Lobwohl, nodding approval, continued his note taking. The other man, standing at the window, said, “I’m telling you. That damn Shaeffer. One forty-seven season average, and last night he rolls a six hundred series. Two twenty-eight the last game!”
“Shaeffer in Safe and Loft?” Lobwohl asked as he made a note.
“So they edge us out by five pins,” the man said with disgust.
“Okay, Bert, Barney, let’s get to it,” Lobwohl said. The man turned from the window and sat beside his partner, facing Lobwohl. “We have the make on him as Staniker. So his name was on the check in the bureau drawer and on his discharge from the hospital in Nassau. And the prints match, and he looks like Staniker’s daddy. So we are very clever people. But he is G. Stanley from Tampa as long as we can keep the lid on it.”
“Why should we?” Barney asked.
Bert said, “He likes the bright light they shine on you. He makes those faces. Any minute, CBS signs him.”
“We’ll move faster and better if it’s just another four lines on page forty, at least for now. I checked upstairs. If we start making the big effort, somebody wonders why. So it’s just us. Here’s what we’ve got from medical. Ten o’clock last night, plus or minus an hour. Pretty good load of barbiturates, but hard to tell how much exactly with all the blood gone out of it. But here is the clincher. No false tries on the wrists. One cut each, and as deep as you’ll ever see. The point is this. The cuts went so deep they destroyed the motor ability of the fingers. So he could cut one that way, but not both, unless he held the blade in his teeth, and that’s not very damn possible. Here’s what I go for. Somebody half cute. Wanted him dead. Didn’t figure the wrist business. Forgot to fix the catch so the door would lock itself. Let’s hope he was so sure it would go over he didn’t worry about prints. It’s about time we were due for one where prints would do us some good. How long has it been now?”
“Three years anyway,” Barney said.
“A hundred and fifty dollars in the same bureau drawer. We’ve got two directions to go for motive.”

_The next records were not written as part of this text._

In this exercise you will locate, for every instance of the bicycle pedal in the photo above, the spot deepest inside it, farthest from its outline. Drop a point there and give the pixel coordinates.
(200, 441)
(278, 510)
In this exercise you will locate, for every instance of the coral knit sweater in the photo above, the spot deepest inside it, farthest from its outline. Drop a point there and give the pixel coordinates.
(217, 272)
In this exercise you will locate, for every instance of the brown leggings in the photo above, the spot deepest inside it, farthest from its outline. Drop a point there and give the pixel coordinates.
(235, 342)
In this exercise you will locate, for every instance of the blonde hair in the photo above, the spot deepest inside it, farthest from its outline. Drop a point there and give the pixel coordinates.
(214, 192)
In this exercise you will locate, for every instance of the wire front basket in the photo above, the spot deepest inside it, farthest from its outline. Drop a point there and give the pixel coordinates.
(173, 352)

“What’s with the G. Stanley bit?” Bert asked.
“That leads into one of the motives. The dwarf-lady said he was a one-night customer back in April. At that time he and his wife were living at that marina. The word is that he was stud. This time he signed for two weeks. The layout is fine for a sneak job, if you don’t mind a little squalor. The husband could have showed up instead of the lady and figured it that it would seem reasonable Staniker would be depressed by losing that yacht and those people and his wife and being the only one to get out of it alive.”
“And,” said Bert, “if you go the other way, it’s somebody doing it because he lost the boat.”

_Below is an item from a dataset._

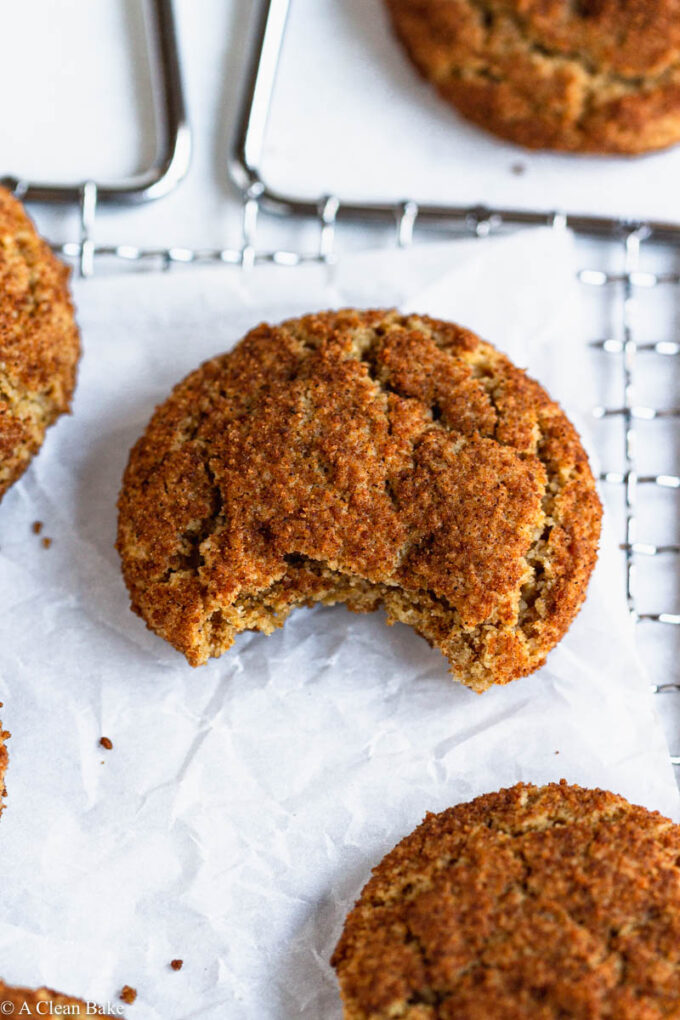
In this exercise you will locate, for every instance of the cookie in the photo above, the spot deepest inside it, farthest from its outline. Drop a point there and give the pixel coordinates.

“You’re a better cop than a bowler,” Lobwohl said. “I remember a sob story about a girl on that boat. Her boyfriend and her brother came flying over from Texas to be in Nassau while the search was still going on. See if you can get me that clip without anybody smelling anything. Then we see if either or both are in the area, or maybe left the area this morning. I can have that checked out other ways once you get me that article. Meanwhile, you two dig into Staniker’s love life. He got to town Friday. He took that place Friday. I want to know exactly who he was banging before he went cruising. Move fast on it. And quietly.” He tapped one of his phones with his pencil. “And come back to me on this outside line, not through the radio net. Start at that marina and work out from there. Neighborhood. Bars. I don’t have to tell you your business.”